The effect of s. 81(3A) was to modify the effect of otherwise absolute time limits in favour of the state. That modification had to be done in a way which did not violate fundamental principles of Community law and was in conformity with the object of the VAT directive. If s. 81(3A) permitted the state to pick and choose between out of time periods so that it could choose only those in which the amounts were due to HMRC for the purpose of the set-off the result would not conform to that object. Consequently, if possible, s. 81(3A) should to be construed so as to require all the amounts which would be due to or from HMRC if time limitations were disregarded to be taken into account for the purposes of that setting off. Whilst turning a debt due by HMRC into one due by the taxpayer would clearly be outside the purpose and intent of s. 81(3) and (3A) (and could well breach the principle of legal certainty) the reduction of a debt otherwise due from HMRC to the net amount they would owe if the directive was fully implemented went with the grain of those provisions.
Section 81(3A) hinged around a particular mistake. That was a fundamental feature of the provision. Extending the ambit of the provisions to matters other than a particular mistake would not go with the grain of the legislation. Accordingly, s. 81(3A) could not be interpreted in that way. It was true that the limitation of the effect of s. 81(3A) to adjustments by reason of a particular mistake might mean that a taxpayer paid more or less tax than it otherwise should have under the directive. However, that was the result of the operation of time limits from which s. 81(3A) was an exception. Given that the time limits were not precluded either by the directive or by EU principles, the loss of rights entailed by that limitation of s. 81(3A) could not be precluded either.
The case law of the ECJ made it clear that time limits, so long as they respected the principles of equality, effectiveness and legal certainty, were permissible even though their effect was to deny a right or to curtail the obligation under the sixth directive. Construing s. 81(3A) as requiring HMRC to consider all previous periods in determining the set-off did not conflict with legal certainty. There was a difference between a provision which left the taxpayer exposed to liabilities without limit of time and one which limited the liability of the tax authority by deducting amounts representing an otherwise out-of-time net liability of the taxpayer (Amministrazione dell'Economia e delle Finanze v Fallimento Olimpiclub Srl (Case C-2/08)  BVC 1,019;  ECR I-7501 and Alstom Power Hydro v Valsts ieņēmumu dienests (Case C-472/08)  BVC 332;  ECR I-623 considered).
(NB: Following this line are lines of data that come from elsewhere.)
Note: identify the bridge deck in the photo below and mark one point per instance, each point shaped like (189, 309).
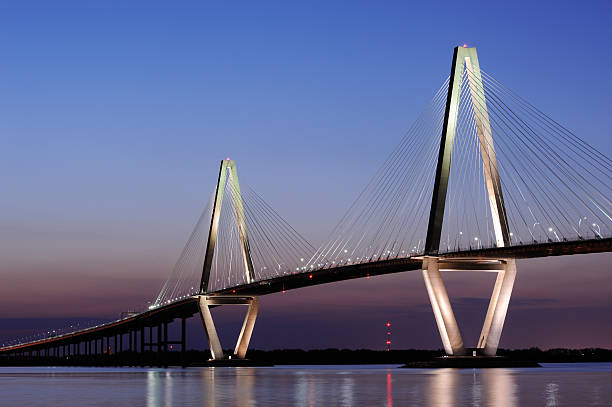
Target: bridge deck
(187, 307)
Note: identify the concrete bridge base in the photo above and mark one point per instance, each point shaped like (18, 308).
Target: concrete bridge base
(205, 303)
(443, 311)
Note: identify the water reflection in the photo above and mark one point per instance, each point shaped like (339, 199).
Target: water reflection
(338, 386)
(389, 391)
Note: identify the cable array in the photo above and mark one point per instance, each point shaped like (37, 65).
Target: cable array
(389, 218)
(555, 186)
(275, 248)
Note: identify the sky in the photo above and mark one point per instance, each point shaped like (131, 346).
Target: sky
(114, 116)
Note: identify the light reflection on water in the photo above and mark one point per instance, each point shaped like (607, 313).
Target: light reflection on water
(307, 386)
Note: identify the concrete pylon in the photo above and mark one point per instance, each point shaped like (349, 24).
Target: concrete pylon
(227, 168)
(466, 59)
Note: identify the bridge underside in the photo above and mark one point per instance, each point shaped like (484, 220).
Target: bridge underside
(151, 325)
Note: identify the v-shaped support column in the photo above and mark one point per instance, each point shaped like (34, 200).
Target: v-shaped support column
(443, 311)
(466, 60)
(242, 345)
(445, 318)
(228, 168)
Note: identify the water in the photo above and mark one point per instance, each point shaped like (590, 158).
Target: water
(580, 384)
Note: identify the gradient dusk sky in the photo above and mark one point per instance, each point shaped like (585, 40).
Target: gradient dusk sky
(114, 116)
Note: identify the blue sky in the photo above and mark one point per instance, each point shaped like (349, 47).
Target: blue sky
(114, 116)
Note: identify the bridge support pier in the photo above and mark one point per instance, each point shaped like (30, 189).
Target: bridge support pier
(205, 303)
(442, 309)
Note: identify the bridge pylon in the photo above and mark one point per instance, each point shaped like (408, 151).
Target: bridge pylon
(467, 59)
(227, 169)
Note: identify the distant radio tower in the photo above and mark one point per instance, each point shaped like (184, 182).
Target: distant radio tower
(388, 348)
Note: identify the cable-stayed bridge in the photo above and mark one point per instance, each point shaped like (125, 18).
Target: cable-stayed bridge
(480, 179)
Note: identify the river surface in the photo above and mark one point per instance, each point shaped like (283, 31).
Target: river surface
(578, 384)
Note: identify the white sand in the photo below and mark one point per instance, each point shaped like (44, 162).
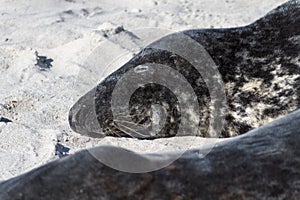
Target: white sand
(69, 32)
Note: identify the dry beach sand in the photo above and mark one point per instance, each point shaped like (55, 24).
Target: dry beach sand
(86, 40)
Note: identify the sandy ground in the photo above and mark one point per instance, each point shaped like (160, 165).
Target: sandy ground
(82, 39)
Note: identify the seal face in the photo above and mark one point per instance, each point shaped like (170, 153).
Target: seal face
(259, 65)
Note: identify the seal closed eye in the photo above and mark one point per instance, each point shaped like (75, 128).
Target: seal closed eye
(259, 65)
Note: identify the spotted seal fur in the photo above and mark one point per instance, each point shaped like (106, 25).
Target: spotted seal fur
(259, 65)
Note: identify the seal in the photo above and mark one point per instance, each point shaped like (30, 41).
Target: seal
(259, 65)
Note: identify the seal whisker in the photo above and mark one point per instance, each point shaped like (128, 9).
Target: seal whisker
(129, 122)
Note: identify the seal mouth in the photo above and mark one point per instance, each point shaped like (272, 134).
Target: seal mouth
(83, 118)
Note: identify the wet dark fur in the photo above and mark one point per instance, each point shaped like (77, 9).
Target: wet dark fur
(259, 64)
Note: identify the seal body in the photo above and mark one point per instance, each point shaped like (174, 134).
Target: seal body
(259, 65)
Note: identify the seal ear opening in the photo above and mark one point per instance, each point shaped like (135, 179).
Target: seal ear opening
(83, 118)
The principle of equality required that that similar situations should not be treated differently unless differentiation was objectively justified, but in this case the state and the taxpayer were in different positions because the state had to protect public revenues in the public interest whereas the taxpayer had no such responsibility. Community law did not require s. 81(3A) to be limited to the set-off of otherwise out-of-time liabilities of the taxpayer which were cost components of the overpaid output tax. Section 81(3A) did not implement the directive, nor was it required by Community law; rather it was part of the domestic time limit regime which provided a domestic limitation to a Community law right.
In the present case, there had been a mistake, namely that of treating the taxpayer’s ticket sales as standard rated, which had been the reason for both the output claim and the repayment. Consequently, s. 81(3A) applied.